Robustness checks are summarized in
Table 7. Varying the consistency threshold from 0.75 to 0.85, moving calibration anchors by ±0.05, and increasing the frequency threshold from 1 to 2 did not change the substantive interpretation of the four core paths. The fourth configuration is most sensitive to stricter thresholds because it covers fewer cases, but its core AIC–BCL logic remains visible.
5.3. Random Forest and SHAP Value Analysis Results
The Random Forest model achieves an out-of-bag (OOB) R-squared of 0.78 and a mean squared error (MSE) of 0.12. Given the small provincial sample, this result is interpreted as exploratory predictive evidence rather than as a basis for causal inference.
Figure 4 presents the feature importance rankings derived from the Random Forest model. AI capability (AIC) exhibits the highest feature importance (0.32), followed by big data analytics capability (BDA, 0.24), cloud computing infrastructure (CCI, 0.18), and blockchain application level (BCL, 0.14). These results are broadly consistent with the fsQCA findings, confirming the central role of AI capability in the digital economy–industry chain security nexus.
Figure 5 presents the SHAP summary plot, which provides both global and local interpretability of the Random Forest predictions. The SHAP analysis reveals several important patterns. First, AI capability consistently shows the highest mean absolute SHAP value of 0.32, confirming its global importance. Second, the SHAP dependence plot for AI capability reveals a clear diminishing marginal effect: as AIC increases beyond the 70th percentile, the SHAP values plateau and even slightly decrease, supporting H4. This diminishing trend suggests that after reaching a certain level of AI maturity, additional investment in AI capability yields progressively smaller improvements in industry chain security, highlighting the need for complementary investments in other digital economy factors.

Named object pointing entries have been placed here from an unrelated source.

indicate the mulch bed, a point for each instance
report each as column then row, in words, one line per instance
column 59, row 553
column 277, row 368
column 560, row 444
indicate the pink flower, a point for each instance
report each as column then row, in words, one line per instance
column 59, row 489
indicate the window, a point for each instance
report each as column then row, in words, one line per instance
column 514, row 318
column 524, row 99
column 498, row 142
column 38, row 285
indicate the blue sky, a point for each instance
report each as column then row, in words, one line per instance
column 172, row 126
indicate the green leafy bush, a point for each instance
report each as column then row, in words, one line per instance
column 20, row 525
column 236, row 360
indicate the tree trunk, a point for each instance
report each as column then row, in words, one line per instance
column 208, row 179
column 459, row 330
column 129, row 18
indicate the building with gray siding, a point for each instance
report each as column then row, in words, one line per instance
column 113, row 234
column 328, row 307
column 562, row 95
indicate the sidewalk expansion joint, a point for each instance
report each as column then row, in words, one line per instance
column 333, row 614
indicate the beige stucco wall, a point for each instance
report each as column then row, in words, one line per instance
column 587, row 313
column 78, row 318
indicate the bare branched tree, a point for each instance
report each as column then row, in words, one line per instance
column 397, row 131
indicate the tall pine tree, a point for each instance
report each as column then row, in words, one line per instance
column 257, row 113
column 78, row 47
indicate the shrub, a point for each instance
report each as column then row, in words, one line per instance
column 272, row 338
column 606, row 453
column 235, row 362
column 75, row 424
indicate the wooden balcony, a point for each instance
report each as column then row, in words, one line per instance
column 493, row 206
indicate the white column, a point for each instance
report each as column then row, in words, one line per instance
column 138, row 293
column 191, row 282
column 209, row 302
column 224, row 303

Third, the SHAP interaction analysis reveals significant interaction effects between digital economy factors. The most prominent interaction is between AIC and BDA, where high levels of both factors produce synergistic effects that exceed their individual contributions. This finding aligns with the fsQCA results, where AIC and BDA co-appear as core conditions in C1 (Technology-Driven). Similarly, positive interactions are observed between CCI and BCL, consistent with their co-appearance in C3 (Infrastructure-Driven). These interaction effects underscore the configurational nature of digital economy empowerment, where the joint presence of complementary factors creates emergent capabilities that transcend the sum of individual contributions.
6. Discussion
6.1. Theoretical Contributions
This study makes several theoretical contributions to the literature on digital economy, industry chain security, and configurational analysis. First, by integrating OIPT and Dynamic Capability Theory, this study provides a novel theoretical framework that explains how digital economy factors collectively enhance industry chain security through improved information processing and dynamic capabilities. This integrative framework addresses the theoretical fragmentation in existing studies, which have typically examined digital economy factors and industry chain security from isolated theoretical perspectives.

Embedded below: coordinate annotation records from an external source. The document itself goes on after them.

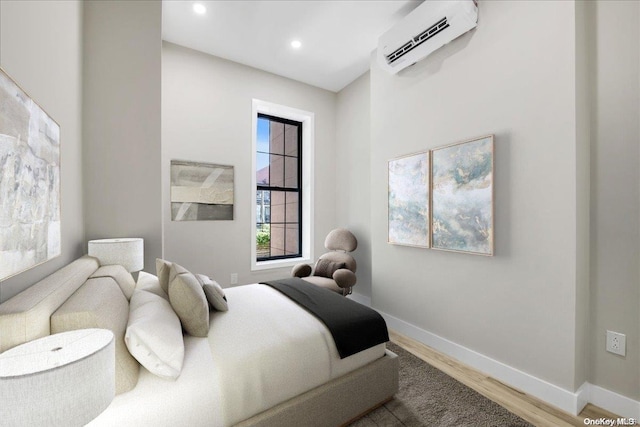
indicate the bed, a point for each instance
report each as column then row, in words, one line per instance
column 265, row 361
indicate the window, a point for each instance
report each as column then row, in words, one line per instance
column 282, row 186
column 278, row 188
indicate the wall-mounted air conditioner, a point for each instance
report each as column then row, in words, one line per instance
column 428, row 27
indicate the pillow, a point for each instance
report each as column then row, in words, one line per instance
column 150, row 283
column 326, row 268
column 154, row 335
column 162, row 270
column 214, row 293
column 188, row 301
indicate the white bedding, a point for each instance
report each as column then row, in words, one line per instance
column 263, row 351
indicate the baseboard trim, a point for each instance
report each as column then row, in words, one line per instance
column 571, row 402
column 613, row 402
column 565, row 400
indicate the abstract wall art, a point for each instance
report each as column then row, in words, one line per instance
column 409, row 200
column 201, row 191
column 29, row 181
column 462, row 197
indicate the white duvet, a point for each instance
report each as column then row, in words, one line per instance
column 263, row 351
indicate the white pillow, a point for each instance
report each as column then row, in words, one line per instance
column 214, row 292
column 154, row 335
column 150, row 283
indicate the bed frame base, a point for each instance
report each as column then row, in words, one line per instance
column 336, row 402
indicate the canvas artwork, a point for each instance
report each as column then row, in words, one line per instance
column 462, row 197
column 29, row 182
column 409, row 200
column 201, row 191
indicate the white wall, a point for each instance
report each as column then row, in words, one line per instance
column 41, row 48
column 513, row 80
column 353, row 187
column 122, row 68
column 615, row 204
column 206, row 116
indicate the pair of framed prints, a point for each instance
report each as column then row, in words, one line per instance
column 443, row 198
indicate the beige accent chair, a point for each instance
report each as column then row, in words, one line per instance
column 334, row 270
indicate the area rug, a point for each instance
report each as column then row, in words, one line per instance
column 429, row 397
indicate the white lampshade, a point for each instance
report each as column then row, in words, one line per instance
column 65, row 379
column 128, row 253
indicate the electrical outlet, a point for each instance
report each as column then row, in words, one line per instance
column 616, row 343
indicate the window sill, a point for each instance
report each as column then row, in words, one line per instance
column 279, row 263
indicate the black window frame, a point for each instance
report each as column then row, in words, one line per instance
column 297, row 190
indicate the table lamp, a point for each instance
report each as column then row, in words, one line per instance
column 127, row 252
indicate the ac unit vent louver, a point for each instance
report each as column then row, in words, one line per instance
column 436, row 23
column 418, row 40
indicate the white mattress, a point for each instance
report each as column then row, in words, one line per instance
column 263, row 351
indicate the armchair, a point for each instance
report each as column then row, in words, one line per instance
column 334, row 270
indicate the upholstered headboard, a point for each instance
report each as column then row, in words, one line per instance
column 78, row 296
column 26, row 316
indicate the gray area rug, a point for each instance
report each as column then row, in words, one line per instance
column 429, row 397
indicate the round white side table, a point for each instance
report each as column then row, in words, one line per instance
column 65, row 379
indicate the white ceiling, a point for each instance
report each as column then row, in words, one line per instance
column 337, row 36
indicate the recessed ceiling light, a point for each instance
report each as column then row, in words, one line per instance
column 199, row 8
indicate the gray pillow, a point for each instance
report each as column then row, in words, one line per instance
column 326, row 268
column 214, row 293
column 188, row 300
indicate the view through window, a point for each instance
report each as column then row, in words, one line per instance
column 278, row 188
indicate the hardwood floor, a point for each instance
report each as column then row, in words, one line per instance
column 525, row 406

Second, this study contributes to the configurational analysis literature by demonstrating the applicability of fsQCA and NCA to the study of digital economy–industry chain security relationships. The identification of four equivalent configurational paths challenges the prevailing assumption in the literature that there exists a single optimal combination of digital economy factors for achieving industry chain security. Instead, the equifinality finding suggests that different regions can achieve equivalent security outcomes through different digital economy configurations that leverage their unique resource endowments and institutional contexts.
Third, the combination of fsQCA with Random Forest and SHAP analysis represents a methodological innovation that addresses the limitations of each individual method. While fsQCA excels at identifying configurational paths and asymmetric causal relationships, it provides limited information about the relative importance of individual factors and their interaction effects [
40]. Random Forest and SHAP analysis complement fsQCA by providing global importance rankings and local interpretability, enabling a more comprehensive understanding of the digital economy–industry chain security nexus.

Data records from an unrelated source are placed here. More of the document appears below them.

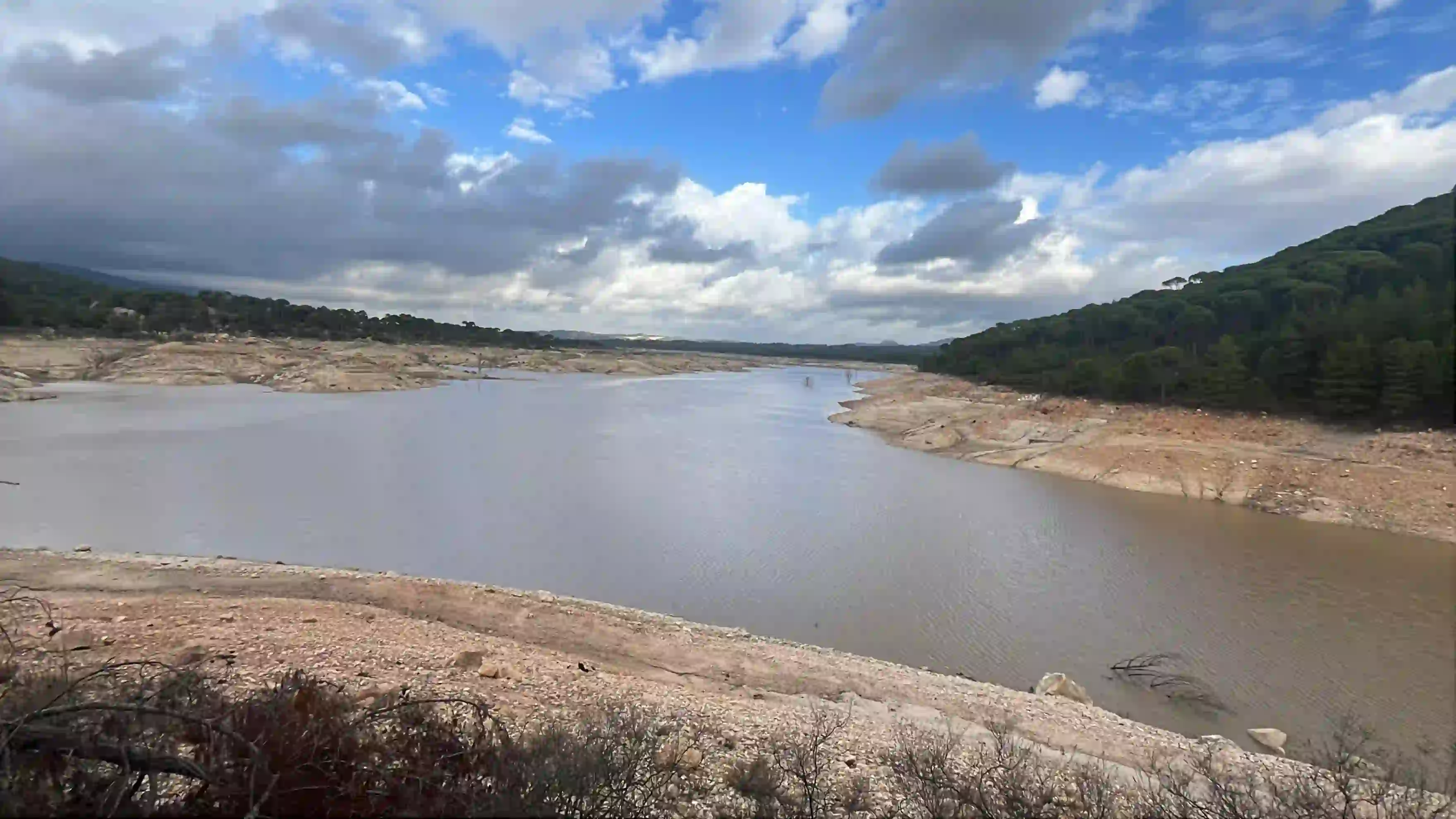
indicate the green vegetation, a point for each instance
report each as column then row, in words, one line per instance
column 146, row 738
column 34, row 298
column 1355, row 326
column 880, row 353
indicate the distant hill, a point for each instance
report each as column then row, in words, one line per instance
column 37, row 296
column 1356, row 326
column 117, row 282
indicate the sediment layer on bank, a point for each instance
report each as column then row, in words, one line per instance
column 1400, row 481
column 535, row 652
column 292, row 365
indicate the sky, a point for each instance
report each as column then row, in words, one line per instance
column 813, row 171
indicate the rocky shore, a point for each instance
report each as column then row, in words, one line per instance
column 292, row 365
column 535, row 654
column 1398, row 481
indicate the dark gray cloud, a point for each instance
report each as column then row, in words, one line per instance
column 679, row 244
column 913, row 46
column 979, row 232
column 219, row 194
column 929, row 309
column 137, row 75
column 353, row 41
column 1226, row 15
column 958, row 167
column 331, row 123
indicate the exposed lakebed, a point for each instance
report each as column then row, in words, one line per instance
column 728, row 499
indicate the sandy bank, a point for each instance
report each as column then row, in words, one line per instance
column 370, row 632
column 1395, row 481
column 290, row 365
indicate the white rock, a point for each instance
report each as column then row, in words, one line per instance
column 1059, row 684
column 1273, row 739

6.2. Practical Implications
The findings of this study offer several practical implications for policymakers and industry practitioners. First, the identification of AI capability as a necessary condition for supply chain resilience suggests that policymakers should prioritize AI development as a foundational investment for industry chain security. This includes supporting AI research and development, fostering AI talent cultivation, and promoting AI adoption in supply chain management. However, the diminishing marginal effect of AI capability beyond a certain threshold cautions against over-investment in AI at the expense of other digital economy factors.
Second, the four configurational paths provide differentiated policy guidance for different types of regions. Technology-driven regions such as Beijing and Shanghai should focus on deepening AI and big data capabilities to maintain their competitive advantage. Data-driven regions such as Guizhou and Inner Mongolia should leverage their data center infrastructure to develop comprehensive data analytics capabilities for industry chain security. Infrastructure-driven regions such as Zhejiang and Jiangsu should continue to invest in cloud computing and blockchain applications. Security-synergistic regions such as Guangdong and Shandong should promote the integration of AI and blockchain technologies for supply chain risk management.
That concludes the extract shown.